Face it, the thumper / opensolaris derived kit has been giving people real headaches. Is BTRFS even production code? Does Oracle care, when they built a layer to hit drive firmware direct? Do I get someone to really blame, if i go for a “thin” object layer or whatever who price in the same way the big boys do?
This necessary revolution will be invisible, even if thanks to Robin and others, it is not silent. (checks pension policy date to estimate timetable!)
cheers for the paper links Robin, at first skim read, these are truly useful. Thanks for passing on.
– j
Ryan,
i think the NTFS roadmap briefing was in 1995 wasn’t it? 🙂
(as in “yeah, we’re putting SQLserver on the disk, yay!”)
sorry, couldn’t help myself . . .
looked at NTFS over Nexenta here as well. Bear in mind what we’re playing with is not enjoying network latencies. And wants fat pipes, so that layer isn’t cheap. Better to get one mammoth box plus DAS and remote in. But just for the additional complexity and licensing, and possible dependancy on a OS fork, i think Nexenta is fundamentally no – go. (more below) Unless you found some way to direct attach a Nexenta box to Windows, cacheing won’t help much unless you buy low latency switches, i believe in any use case, save maybe lots of common hot data. That’s expensive, and if your cable puller isn’t serious, you’ll loose on the jitter.
Do you write your own I/O? Have enough stable libraries you can aggressively test against? T10 DIF is the goal. (this is the firmware checksum Oracle talks to, on Linux you can use their stuff no charge)
As far as i’ve got is ferreting out some likely suspects to tell me how T10DIF is or isn’t supplied by Hitachi kit. On the specs, it seems standard now.

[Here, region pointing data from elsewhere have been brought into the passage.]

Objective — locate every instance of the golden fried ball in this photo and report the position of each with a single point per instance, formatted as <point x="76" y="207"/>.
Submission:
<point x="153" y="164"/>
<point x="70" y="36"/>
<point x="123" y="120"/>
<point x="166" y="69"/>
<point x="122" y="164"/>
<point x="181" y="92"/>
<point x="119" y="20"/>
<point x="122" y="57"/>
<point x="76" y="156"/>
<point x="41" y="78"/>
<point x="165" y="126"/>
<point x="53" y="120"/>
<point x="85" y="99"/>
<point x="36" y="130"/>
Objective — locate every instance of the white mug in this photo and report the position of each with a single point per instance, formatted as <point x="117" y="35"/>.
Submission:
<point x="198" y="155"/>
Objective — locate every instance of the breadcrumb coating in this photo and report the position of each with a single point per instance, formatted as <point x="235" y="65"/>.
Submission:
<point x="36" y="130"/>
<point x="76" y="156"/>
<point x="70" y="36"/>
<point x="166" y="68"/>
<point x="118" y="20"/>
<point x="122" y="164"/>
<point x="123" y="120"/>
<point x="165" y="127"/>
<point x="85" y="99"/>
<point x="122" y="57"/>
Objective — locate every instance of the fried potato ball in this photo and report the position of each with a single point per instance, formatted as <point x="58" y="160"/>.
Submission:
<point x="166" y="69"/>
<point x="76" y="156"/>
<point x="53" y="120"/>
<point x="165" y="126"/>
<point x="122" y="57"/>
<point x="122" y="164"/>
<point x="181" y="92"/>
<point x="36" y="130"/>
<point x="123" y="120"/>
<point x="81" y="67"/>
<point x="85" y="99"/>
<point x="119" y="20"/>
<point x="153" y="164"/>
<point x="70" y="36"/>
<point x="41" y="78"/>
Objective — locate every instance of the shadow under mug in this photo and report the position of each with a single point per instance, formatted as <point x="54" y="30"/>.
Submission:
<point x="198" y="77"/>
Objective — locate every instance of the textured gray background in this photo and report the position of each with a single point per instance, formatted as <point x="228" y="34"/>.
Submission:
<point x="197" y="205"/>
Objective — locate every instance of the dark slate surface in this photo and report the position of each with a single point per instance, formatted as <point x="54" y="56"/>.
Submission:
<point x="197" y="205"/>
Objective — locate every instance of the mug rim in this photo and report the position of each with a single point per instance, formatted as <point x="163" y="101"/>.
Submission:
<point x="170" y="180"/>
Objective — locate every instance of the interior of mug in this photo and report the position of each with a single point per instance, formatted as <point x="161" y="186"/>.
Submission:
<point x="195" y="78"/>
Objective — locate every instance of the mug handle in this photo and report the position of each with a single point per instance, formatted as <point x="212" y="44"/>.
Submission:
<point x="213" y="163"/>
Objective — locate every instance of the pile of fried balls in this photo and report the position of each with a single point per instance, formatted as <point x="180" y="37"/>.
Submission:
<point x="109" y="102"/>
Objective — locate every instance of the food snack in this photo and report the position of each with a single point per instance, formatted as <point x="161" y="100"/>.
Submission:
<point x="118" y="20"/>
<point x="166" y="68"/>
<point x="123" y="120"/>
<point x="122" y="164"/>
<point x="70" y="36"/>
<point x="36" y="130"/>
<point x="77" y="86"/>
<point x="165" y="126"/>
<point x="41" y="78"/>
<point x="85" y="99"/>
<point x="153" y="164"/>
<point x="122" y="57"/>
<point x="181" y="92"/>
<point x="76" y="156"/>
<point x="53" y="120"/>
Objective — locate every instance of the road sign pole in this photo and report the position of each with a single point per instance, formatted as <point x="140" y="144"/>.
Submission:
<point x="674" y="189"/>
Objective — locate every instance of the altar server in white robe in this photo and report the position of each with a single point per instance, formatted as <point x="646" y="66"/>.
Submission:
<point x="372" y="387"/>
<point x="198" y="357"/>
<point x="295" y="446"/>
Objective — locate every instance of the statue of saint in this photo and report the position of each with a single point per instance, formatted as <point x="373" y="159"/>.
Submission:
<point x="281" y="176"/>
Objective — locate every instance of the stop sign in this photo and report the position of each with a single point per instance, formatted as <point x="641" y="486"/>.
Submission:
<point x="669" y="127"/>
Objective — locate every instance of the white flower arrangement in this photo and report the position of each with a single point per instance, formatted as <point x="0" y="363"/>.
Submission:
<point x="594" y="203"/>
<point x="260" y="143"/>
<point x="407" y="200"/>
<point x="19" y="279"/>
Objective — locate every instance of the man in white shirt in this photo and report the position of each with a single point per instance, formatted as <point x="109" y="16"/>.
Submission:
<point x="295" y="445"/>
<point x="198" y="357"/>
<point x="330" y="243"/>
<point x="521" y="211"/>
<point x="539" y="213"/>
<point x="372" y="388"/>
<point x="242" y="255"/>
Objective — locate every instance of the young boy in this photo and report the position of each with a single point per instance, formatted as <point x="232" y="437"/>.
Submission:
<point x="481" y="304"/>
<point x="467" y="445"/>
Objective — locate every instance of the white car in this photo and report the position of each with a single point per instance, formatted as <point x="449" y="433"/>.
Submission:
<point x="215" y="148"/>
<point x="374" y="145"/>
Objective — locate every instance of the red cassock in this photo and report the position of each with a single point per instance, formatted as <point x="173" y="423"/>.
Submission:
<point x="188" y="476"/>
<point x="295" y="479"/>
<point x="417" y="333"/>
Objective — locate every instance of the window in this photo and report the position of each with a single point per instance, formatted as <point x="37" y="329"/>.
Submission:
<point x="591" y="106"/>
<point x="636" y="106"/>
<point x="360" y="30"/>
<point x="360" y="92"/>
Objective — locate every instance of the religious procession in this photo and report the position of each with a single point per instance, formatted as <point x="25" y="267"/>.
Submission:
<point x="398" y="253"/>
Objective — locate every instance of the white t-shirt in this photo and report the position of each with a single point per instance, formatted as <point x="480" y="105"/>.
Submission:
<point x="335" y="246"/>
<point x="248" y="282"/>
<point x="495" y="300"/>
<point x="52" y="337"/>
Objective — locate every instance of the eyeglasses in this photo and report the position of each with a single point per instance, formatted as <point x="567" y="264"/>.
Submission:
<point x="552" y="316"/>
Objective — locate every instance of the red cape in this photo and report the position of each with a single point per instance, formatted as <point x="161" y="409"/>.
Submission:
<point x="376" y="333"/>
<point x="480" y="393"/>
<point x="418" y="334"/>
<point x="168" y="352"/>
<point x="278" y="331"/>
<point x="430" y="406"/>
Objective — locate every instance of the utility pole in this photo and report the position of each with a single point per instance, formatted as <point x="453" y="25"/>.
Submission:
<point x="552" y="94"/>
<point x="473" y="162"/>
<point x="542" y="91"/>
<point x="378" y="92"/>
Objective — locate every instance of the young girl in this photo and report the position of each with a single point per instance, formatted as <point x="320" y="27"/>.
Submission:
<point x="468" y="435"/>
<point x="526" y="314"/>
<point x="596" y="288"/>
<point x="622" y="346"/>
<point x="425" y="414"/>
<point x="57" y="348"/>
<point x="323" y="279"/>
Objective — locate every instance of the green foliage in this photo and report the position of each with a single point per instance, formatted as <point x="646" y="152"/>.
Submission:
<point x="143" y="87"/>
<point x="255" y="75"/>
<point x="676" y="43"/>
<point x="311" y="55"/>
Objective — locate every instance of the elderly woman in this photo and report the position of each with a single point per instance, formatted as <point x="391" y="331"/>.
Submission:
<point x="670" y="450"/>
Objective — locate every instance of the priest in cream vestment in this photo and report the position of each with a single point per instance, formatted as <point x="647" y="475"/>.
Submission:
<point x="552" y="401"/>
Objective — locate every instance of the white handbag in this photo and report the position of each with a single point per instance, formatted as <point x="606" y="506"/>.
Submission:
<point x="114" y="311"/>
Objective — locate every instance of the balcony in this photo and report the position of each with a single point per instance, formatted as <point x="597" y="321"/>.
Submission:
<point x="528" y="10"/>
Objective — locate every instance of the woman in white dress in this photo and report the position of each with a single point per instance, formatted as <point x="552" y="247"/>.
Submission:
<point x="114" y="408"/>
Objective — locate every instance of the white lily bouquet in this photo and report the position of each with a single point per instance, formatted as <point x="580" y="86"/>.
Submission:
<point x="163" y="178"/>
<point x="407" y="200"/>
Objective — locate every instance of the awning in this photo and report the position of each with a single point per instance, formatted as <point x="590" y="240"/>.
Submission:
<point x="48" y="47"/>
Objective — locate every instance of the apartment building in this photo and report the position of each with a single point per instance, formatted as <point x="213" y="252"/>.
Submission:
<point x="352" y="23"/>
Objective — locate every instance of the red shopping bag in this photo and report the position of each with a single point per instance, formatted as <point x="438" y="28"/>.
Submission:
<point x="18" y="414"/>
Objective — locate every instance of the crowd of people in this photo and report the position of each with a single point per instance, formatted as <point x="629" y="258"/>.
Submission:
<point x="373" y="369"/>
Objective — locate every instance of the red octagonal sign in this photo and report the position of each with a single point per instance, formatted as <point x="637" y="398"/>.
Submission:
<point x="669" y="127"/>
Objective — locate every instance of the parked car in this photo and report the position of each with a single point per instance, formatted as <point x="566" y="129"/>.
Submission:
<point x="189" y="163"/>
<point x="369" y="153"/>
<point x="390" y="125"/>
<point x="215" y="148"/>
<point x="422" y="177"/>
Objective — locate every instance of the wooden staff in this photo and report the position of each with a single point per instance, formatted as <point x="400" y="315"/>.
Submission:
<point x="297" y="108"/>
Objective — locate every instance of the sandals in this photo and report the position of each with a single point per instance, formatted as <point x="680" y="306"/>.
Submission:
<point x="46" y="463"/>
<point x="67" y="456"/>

But think about it, if current NTFS is doing ACID and integrity / error scanning, it will make some assumptions, which sure will break if you put in another layer, trying to do the same, in different ways.
Got the same problem here, what for a NTFS store. But what’s your scale, traffic, usage patterns, centile loads? Do you need serious data integrity? Do you throw massive files about? (those last two are the same question, usually)
Personally, i think the only time you want NAS is when you must, clusters, virtual desktops, physical security, or when you have average light load coming from lots of clients. Wildly duplicated data. May have missed some use cases.
I really think you should explain your problems to a big name, and, having prepared a few foolscaps of good Qs, backed with some of your stats, sit back and enjoy the hospitality. Only way to find answers is to hang around like you’re some two bit lady of the night, and ignore the ones who pounce. You can only do that if you go say “Hi”. Will be useful, and if you’re prepared, possibly illuminating.
(sorry for the rude analogy, but i’ve felt treated like that before, so i decided instead of taking offense, i’d get everyone to laugh about it. Defusing sales types is first objective in securing the Real Price.*)
If you’re doing network I/O heavily, or tons of virtualization, this Nate guy’s writing was very helpful to me, so ask him maybe.
Please excuse my waffle, I’m very keen on DIY, but DIY only adds up on some occasions, often very nicely, but i guessed from your language you are after something specific. When it does, and you do get that big win, you get that glow of satisfaction, like your muscles pleasantly ache after digging a tunnel with a spoon 🙂
best to all,
– j
*I like to think i could sell, once!